Für einen Moment dachte Jenny darüber nach, umzukehren. Sie konnte sich einfach wieder ins Bett schleichen. Oder sie konnte sich vorbei zur Toilette stehlen. Ein guter Vorwand, falls irgendjemand sie doch auf dem Flur bemerkte. Was machte sie immerhin hier? Den nächsten Liedern ihrer Stiefschwester lauschen? Würde man ihr das abnehmen? Was, wenn man sie nicht mehr für klein und unschuldig hielt? Was, wenn man sie trotz ihres jungen Alters wegsperrte? Was, wenn ihr alle nur etwas vorspielten? Wenn sie in Wahrheit nur darauf warteten, dass Jenny einen Fehler begehen würde? Bis Jenny ihren Kopf zu tief in diese Geschichten hineinsteckte?

„Und schon schläft er wieder“, bemerkte eine männliche Stimme und plötzlich kehrte Jennys Mut mit einem Schlag zurück, „Der Knirps ist ganz schön pflegebedürftig.“

„Er ist gerade mal ein Jahr alt, Borei.“

Das Mädchen presste ihren Kopf gegen das Holz der Tür. Sie konzentrierte sich auf das Flüstern dahinter. Sog jedes Wort auf. Verbat sich jegliche Sorgen. Hielt an ihrem Mut fest.

Das Wichtigste war, herauszufinden, was sie hörte. Was würde diese fremde Stimme sagen? Wer war sie?!

Denn obwohl sie zu keinem in diesem Waisenhaus passte, so war es definitiv nicht das erste Mal, dass das Mädchen sie vernahm.

„Na und? Das Alter sollte keine Entschuldigung sein“, bemerkte diese Stimme wieder.

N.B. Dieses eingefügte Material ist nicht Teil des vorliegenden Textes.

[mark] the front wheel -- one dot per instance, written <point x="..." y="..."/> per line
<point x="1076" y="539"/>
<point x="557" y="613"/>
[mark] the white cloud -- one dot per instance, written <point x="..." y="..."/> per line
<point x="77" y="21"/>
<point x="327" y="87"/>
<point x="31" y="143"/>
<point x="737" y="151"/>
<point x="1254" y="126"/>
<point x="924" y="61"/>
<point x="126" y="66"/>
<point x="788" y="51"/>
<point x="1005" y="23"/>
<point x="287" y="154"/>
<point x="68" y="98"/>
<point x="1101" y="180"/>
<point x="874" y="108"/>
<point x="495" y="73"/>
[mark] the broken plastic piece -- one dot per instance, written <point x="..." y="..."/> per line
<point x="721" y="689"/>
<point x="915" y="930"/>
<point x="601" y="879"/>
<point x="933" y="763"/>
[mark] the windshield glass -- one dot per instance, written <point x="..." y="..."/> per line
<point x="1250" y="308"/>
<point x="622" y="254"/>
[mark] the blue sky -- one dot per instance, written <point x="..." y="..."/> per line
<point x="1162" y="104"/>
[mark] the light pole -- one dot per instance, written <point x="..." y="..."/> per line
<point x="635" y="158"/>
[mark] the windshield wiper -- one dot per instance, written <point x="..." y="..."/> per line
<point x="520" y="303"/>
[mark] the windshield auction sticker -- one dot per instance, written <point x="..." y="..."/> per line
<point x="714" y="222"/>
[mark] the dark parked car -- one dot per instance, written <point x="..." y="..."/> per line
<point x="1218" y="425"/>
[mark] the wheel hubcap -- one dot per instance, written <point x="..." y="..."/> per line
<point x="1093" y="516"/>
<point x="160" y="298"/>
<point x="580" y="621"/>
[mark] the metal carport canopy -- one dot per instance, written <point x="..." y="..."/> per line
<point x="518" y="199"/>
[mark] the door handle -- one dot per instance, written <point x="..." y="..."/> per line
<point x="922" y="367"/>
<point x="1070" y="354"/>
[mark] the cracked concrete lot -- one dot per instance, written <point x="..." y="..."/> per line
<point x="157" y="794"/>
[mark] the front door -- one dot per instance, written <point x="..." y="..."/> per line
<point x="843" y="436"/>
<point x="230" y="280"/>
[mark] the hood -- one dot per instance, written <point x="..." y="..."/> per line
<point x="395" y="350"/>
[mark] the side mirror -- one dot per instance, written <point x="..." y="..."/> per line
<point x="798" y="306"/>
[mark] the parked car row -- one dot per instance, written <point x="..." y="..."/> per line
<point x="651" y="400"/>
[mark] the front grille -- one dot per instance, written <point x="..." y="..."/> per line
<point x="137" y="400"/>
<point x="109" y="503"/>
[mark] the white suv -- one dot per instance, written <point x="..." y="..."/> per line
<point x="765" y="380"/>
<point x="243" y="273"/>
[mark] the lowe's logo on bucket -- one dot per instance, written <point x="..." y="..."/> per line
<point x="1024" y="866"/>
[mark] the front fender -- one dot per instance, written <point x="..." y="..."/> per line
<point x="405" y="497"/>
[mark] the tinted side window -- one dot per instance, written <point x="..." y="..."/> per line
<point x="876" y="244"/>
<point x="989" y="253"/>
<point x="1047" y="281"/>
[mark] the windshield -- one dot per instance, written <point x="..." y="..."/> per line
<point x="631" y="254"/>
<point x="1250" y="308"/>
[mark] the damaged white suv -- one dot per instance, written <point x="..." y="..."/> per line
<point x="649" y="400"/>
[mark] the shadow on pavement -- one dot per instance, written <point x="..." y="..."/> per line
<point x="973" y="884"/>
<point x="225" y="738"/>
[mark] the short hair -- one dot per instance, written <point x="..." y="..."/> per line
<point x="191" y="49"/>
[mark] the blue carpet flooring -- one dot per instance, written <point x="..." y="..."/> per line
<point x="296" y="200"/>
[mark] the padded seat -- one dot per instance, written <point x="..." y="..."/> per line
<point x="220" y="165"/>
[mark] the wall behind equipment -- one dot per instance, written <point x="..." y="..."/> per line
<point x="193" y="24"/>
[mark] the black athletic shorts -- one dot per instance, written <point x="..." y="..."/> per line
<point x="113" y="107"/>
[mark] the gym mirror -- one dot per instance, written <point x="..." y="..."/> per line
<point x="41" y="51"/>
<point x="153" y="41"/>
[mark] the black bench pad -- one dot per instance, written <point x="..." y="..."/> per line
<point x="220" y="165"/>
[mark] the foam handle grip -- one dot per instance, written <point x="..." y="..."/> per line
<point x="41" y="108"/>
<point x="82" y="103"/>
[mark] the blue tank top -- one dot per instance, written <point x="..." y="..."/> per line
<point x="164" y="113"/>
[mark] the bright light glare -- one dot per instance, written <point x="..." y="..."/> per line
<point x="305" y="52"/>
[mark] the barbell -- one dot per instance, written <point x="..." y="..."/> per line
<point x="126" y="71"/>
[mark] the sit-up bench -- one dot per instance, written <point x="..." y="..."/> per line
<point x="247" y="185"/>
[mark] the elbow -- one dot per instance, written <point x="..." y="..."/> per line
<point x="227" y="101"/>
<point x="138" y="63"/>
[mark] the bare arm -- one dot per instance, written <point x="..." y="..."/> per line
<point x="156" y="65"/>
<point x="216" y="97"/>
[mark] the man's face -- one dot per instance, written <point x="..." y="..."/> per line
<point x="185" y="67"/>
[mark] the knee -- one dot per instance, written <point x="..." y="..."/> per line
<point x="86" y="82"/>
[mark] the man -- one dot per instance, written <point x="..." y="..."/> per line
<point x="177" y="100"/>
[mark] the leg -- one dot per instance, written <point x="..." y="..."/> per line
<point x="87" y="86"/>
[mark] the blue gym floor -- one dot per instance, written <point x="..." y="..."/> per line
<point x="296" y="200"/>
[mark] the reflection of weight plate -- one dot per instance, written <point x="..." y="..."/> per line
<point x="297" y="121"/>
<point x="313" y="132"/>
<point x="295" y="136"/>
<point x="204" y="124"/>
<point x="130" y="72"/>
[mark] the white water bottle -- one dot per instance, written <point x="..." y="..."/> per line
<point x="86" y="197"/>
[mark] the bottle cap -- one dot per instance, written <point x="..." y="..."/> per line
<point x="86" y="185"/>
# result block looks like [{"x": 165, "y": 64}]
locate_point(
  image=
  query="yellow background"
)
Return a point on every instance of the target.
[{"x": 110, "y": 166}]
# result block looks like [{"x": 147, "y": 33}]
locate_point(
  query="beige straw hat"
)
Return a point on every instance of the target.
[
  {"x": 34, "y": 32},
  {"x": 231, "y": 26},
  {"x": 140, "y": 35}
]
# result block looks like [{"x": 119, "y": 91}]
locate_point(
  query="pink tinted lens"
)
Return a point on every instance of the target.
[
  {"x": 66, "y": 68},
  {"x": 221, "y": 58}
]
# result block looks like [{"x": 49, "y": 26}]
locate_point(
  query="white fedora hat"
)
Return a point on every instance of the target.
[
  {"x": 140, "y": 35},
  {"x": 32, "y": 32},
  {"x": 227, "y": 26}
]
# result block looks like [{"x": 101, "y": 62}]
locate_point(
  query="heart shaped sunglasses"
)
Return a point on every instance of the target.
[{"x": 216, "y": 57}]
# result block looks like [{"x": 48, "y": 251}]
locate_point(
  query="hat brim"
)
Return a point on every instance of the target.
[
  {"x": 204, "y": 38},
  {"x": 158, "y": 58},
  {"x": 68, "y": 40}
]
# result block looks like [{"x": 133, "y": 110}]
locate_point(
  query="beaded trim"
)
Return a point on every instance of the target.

Sie war seltsam. Voll und tief, aber mit einer kindlichen Naivität. Eine eigenartige Kombination. Und dennoch … dennoch war sie Jenny bekannt. Sie hatte sie schon früher gehört. Bei ihrem Onkel Fred? Vielleicht … Nur verblasten die Erinnerungen an früher allmählich. Es war, als würden sie sich mit neueren vermengen. Sich verknoten. Verheddern.

Sie musste plötzlich an den Wald denken. An den Wald, in den ihr Onkel Fred so oft gegangen war. In den er sie mitgenommen hatte …

„Ist ja schon gut, mein Lieber. Ich hätte nicht gedacht, dass du so grantig bei ein bisschen Schlafentzug wirst“, ihre Stiefschwester räumte irgendetwas weg. Es scharrte leise und irritiert lauschte Jenny noch angestrengter. Sie musste wissen, was da drinnen vor sich ging. Was hörte sie? Was verbarg die Andere? Was tat sie?

Wer war diese Stimme?!

„Das ist wohl kaum ein bisschen Schlaf-“

Die Stimme brach im selben Augenblick ab, in dem sich die Tür öffnete. Erschrocken sah Jenny auf die blonde Teenagerin, die ihr denselben Blick zuwarf. Die blauen Augen schienen für einen Moment zu flackern. Schienen Jennys Blick einfangen zu wollen. Sie zu röntgen.

Doch konnte das Mädchen einzig auf die rötlichen Augen starren, die hinter ihrer Stiefschwester in der Luft schwebten.